Sony’s Over-the-Top 4K Service Could Crush Bandwidth Caps

Looking to spur sales of its new, pricey Ultra HD sets in a way that will also push the limits of consumer broadband connections, Sony last week opened Video Unlimited 4K, a download store that will offer an initial slate of about 70 movies and TV shows, with plans to expand that total to 100 later this year.

The store feeds 4K fare, which packs in about four times the resolution of 1080p HD video, to the $699 Sony 4K media player, a proprietary device that is compatible only with Sony- made 4K TVs and comes preloaded with 10 movies, including The Amazing Spider-Man. Video Unlimited 4K rents movies for $7.99 and sells them at a starting price of $29.99. Individual episodes of 4K-formatted TV shows, including AMC’s Breaking Bad, will fetch $3.99. Sony estimates that the media player’s on-board 2-Terabyte hard drive can fit about 45 4K movies.

The store gives Sony first-mover advantage as cable operators formulate their own 4K content strategies, but the new, bandwidth-hungry offering could wreak havoc on emerging Internet-service providers’ consumption caps and usage-based pricing policies.

The size of Sony’s 4K files vary by the length of each movie and TV show, but the range is about 40 gigabytes to 70 GB per title. Based on some current Internet-usage policies, just watching four to five 4K titles could get some cable customers close to cap-breaching territory.

Usage-based broadband pricing isn’t the norm yet, but it’s a growing trend. Mediacom Communications, for example, puts a 350-GB monthly cap on its 20-Megabit-per-second “Prime” tier, and a heftier 999-GB ceiling on its 50-Mbps and 105-Mbps service. Once the cap is exceeded, customers can purchase additional blocks of 50 GB for $10. Comcast is testing similar policies in a handful of markets that set a 300-GB monthly threshold before overage fees apply.

Based on the current, small size of the 4K TV marketplace (NPD Group Display- Search predicts about 500,000 4K sets will ship worldwide this year), Sony’s 4K store won’t have a huge impact right away, but it provides an early glimpse at the kind of bandwidth OTT 4K content will require as other providers, including Netflix, prepare their Ultra HD offerings.

To lure in early adopters, Sony is promoting several 4K TV/media player bundles, including a 65-inch set that comes with one year of Netflix and Hulu Plus for a cool manufacturer’s suggested retail price of $5,999.98. A 55-inch Sony 4K TV with a similar bundle runs $4,599.

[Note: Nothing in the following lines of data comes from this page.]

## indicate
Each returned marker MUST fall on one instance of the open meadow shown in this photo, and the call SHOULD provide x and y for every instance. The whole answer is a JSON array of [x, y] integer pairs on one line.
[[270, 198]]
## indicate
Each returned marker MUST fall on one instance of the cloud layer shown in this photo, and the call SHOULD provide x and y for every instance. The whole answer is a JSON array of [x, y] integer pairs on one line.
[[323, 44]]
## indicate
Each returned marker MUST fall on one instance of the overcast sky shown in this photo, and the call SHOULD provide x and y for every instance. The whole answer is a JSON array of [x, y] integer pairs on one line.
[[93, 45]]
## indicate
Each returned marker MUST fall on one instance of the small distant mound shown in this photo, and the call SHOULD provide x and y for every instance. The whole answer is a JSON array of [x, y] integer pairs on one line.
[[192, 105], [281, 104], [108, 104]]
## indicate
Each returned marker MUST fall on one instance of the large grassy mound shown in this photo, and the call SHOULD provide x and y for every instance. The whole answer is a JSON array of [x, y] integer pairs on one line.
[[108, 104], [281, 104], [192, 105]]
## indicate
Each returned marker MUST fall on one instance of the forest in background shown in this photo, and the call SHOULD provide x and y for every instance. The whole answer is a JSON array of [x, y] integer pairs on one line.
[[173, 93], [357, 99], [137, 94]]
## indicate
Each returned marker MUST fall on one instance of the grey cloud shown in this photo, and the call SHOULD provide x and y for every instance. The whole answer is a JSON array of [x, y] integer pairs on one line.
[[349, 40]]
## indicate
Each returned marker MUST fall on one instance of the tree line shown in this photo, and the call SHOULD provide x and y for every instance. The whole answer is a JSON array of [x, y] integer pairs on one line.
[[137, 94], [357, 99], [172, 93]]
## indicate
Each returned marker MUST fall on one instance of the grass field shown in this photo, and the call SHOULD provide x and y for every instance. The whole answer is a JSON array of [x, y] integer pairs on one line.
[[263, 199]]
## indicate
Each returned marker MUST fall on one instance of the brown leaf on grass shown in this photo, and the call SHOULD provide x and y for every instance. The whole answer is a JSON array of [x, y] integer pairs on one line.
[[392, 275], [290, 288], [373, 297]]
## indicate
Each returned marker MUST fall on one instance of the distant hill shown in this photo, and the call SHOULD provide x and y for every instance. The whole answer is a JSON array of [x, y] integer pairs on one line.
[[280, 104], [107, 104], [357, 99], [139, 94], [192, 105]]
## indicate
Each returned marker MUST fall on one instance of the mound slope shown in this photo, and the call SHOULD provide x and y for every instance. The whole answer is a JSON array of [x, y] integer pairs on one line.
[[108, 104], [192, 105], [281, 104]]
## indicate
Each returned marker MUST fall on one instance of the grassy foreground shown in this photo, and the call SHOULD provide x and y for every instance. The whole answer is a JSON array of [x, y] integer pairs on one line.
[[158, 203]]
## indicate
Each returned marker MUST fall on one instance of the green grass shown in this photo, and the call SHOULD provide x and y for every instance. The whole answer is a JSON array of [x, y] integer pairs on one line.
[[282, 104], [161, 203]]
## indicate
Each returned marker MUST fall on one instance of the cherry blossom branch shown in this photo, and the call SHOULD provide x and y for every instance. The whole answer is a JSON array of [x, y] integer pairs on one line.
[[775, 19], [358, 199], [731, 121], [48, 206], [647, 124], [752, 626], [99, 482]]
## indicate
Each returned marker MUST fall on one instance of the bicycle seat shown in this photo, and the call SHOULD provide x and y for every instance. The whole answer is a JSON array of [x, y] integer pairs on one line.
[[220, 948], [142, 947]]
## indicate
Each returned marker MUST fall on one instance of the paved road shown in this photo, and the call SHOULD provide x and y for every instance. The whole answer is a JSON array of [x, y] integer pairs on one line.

Although Sony is early to the 4K content game, it’s not the first. A smaller firm called ODEMAX launched a private beta of its 4K download service on July 11, ahead of an anticipated commercial launch later this year. ODEMAX, which is concentrating on independent films to start, delivers titles over-the-top to high-capacity Redray Players, made by Red Digital Cinema, that currently sell for about $1,750 a pop. ODEMAX delivers films in the proprietary .RED format, estimating that the average size of a feature-length film is a more broadband cap-friendly 9 GB to 10 GB.

TAKEAWAY
Sony is making an early bid to offer 4K content to consumers, and its over-the-top service could wreak havoc with providers’ bandwidth consumption policies.